Towards Comparability in Non-Intrusive Load Monitoring: On Data and Performance Evaluation

Christoph Klemenjak,Stephen Makonin,Wilfried Elmenreich
DOI: https://doi.org/10.48550/arXiv.2001.07708
2020-01-20
Abstract:Non-Intrusive Load Monitoring (NILM) comprises of a set of techniques that provide insights into the energy consumption of households and industrial facilities. Latest contributions show significant improvements in terms of accuracy and generalisation abilities. Despite all progress made concerning disaggregation techniques, performance evaluation and comparability remains an open research question. The lack of standardisation and consensus on evaluation procedures makes reproducibility and comparability extremely difficult. In this paper, we draw attention to comparability in NILM with a focus on highlighting the considerable differences amongst common energy datasets used to test the performance of algorithms. We divide discussion on comparability into data aspects, performance metrics, and give a close view on evaluation processes. Detailed information on pre-processing as well as data cleaning methods, the importance of unified performance reporting, and the need for complexity measures in load disaggregation are found to be the most urgent issues in NILM-related research. In addition, our evaluation suggests that datasets should be chosen carefully. We conclude by formulating suggestions for future work to enhance comparability.

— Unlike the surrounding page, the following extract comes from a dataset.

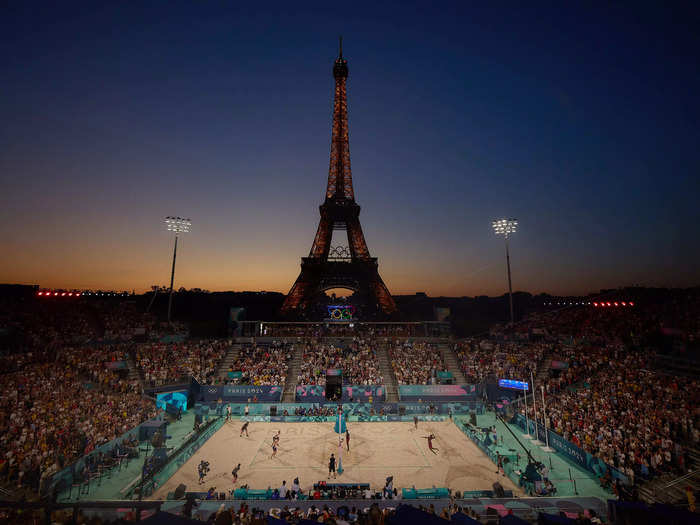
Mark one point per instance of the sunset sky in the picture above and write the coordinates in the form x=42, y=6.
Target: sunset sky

Signal Processing,Machine Learning
What problem does this paper attempt to address?
This paper attempts to solve the comparability problem in non - invasive load monitoring (NILM) research. Specifically, although significant progress has been made in load disaggregation techniques, there are still open research problems in performance evaluation and result comparability. The paper points out that the lack of standardized and consensual evaluation procedures makes it extremely difficult to reproduce results and compare different studies. To improve this situation, the paper focuses on the significant differences between common energy data sets and discusses the comparability problem from three aspects: data set characteristics, performance indicators, and evaluation processes. The main contributions of the paper include: 1. **Data set analysis**: It compares in detail the characteristics of several commonly used low - sampling - rate energy data sets, such as duration, sampling rate, and the number of installed sub - meters, and points out the impact of these characteristics on the performance of load disaggregation algorithms. 2. **Performance indicators**: It emphasizes the importance of choosing appropriate performance indicators and suggests using normalized indicators to compare electrical appliances of different power levels. 3. **Evaluation process**: It proposes two new evaluation indicators - test set ratio (TSR) and event ratio (EVR) - to quantify the amount of data and the number of events used in the evaluation process, thereby improving the comparability of evaluation results. 4. **Noise level**: It suggests evaluating the noise level in the aggregated power signal and introduces the noise - to - aggregation ratio (NAR) as a measurement standard. Through these methods, the paper aims to provide suggestions for improving comparability in future NILM research, especially when using closed - source data sets or when privacy issues are involved.